这里我们可以回顾一下这个refresh方法的具体代码。
以上已经基本看完了怎么讲监听器的获取,再来看一下执行方法的触发,回到SimpleApplicationEventMulticaster的multicastEvent(applicationEvent, eventType);
这里牵涉到同步执行或异步执行这些监听器的问题,默认spring是同步执行的,那么在实际场景中我们会因为监听者执行影响住流程,采用异步的方式,如果没有阅读过源码,采取的方式可能会使用在publish的时候进行异步化。
但是这里注意到,如果是publish的时候进行异步操作,异步线程在执行多个监听者时依然需要一个个去执行。
我们想到多个监听器如果可以并行执行,是可以提高执行效率的,那么这里就有个扩展的入口了那就是通过继承AbstractApplicationEventMulticaster自定义一个广播器。
public class AsyncApplicationEventMulticaster extends AbstractApplicationEventMulticaster { private TaskExecutor taskExecutor = new SimpleAsyncTaskExecutor(); public void setTaskExecutor(TaskExecutor taskExecutor) { this.taskExecutor = (taskExecutor != null ? taskExecutor : new SimpleAsyncTaskExecutor()); } protected TaskExecutor getTaskExecutor() { return this.taskExecutor; } @SuppressWarnings("unchecked") public void multicastEvent(final ApplicationEvent event) { for (Iterator<ApplicationListener> it = getApplicationListeners().iterator(); it.hasNext();) { final ApplicationListener listener = it.next(); getTaskExecutor().execute(new Runnable() { public void run() { listener.onApplicationEvent(event); } }); } } }
实现的时候也可以通过继承SimpleApplicationEventMulticaster的方式来完成,例子如下:
public class AsyncApplicationEventMulticaster extends SimpleApplicationEventMulticaster { private TaskExecutor taskExecutor = new TaskExecutor() { ExecutorService exeserv = Executors.newCachedThreadPool(); public void execute(Runnable task) { exeserv.execute(task); } }; protected TaskExecutor getTaskExecutor() { return this.taskExecutor; } }
上面提到的扩展点就是自己定义一个id=applicationEventMulticaster的bean,就可以自定义广播器了。
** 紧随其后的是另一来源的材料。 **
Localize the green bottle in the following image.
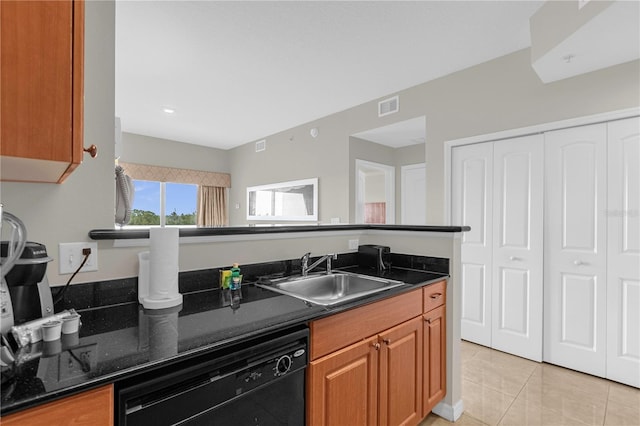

<bean id="applicationEventMulticaster" class="com.x.y.z.AsyncApplicationEventMulticaster" />
再补充一个,我们看到这个applicationEventMulticaster bean的意味着spring容器中定义的所有监听器都会被自定义的广播器来广播,单纯实现异步并不是好的实现,如果有不能异步执行的呢,所以在自定义的广播器里的实现代码有必要配合监听器的信息进行一些筛选的工作。
invokeListener来执行onApplicationEvent方法:
protected void invokeListener(ApplicationListener listener, ApplicationEvent event) { ErrorHandler errorHandler = getErrorHandler(); if (errorHandler != null) { try { listener.onApplicationEvent(event); } catch (Throwable err) { errorHandler.handleError(err); } } else { listener.onApplicationEvent(event); } }
到这里,就执行到了onApplicationEvent方法。
另外,回到最前面的例子中,注意EatEvent中那个source属性,代表来源的意思,再调用publish方法时将this传入,那么在筛选监听者的时候,就可以判断是哪个来源的bean发起的通知,再进行一次筛选是否执行的逻辑,如此就是监听者可以过滤事件源了。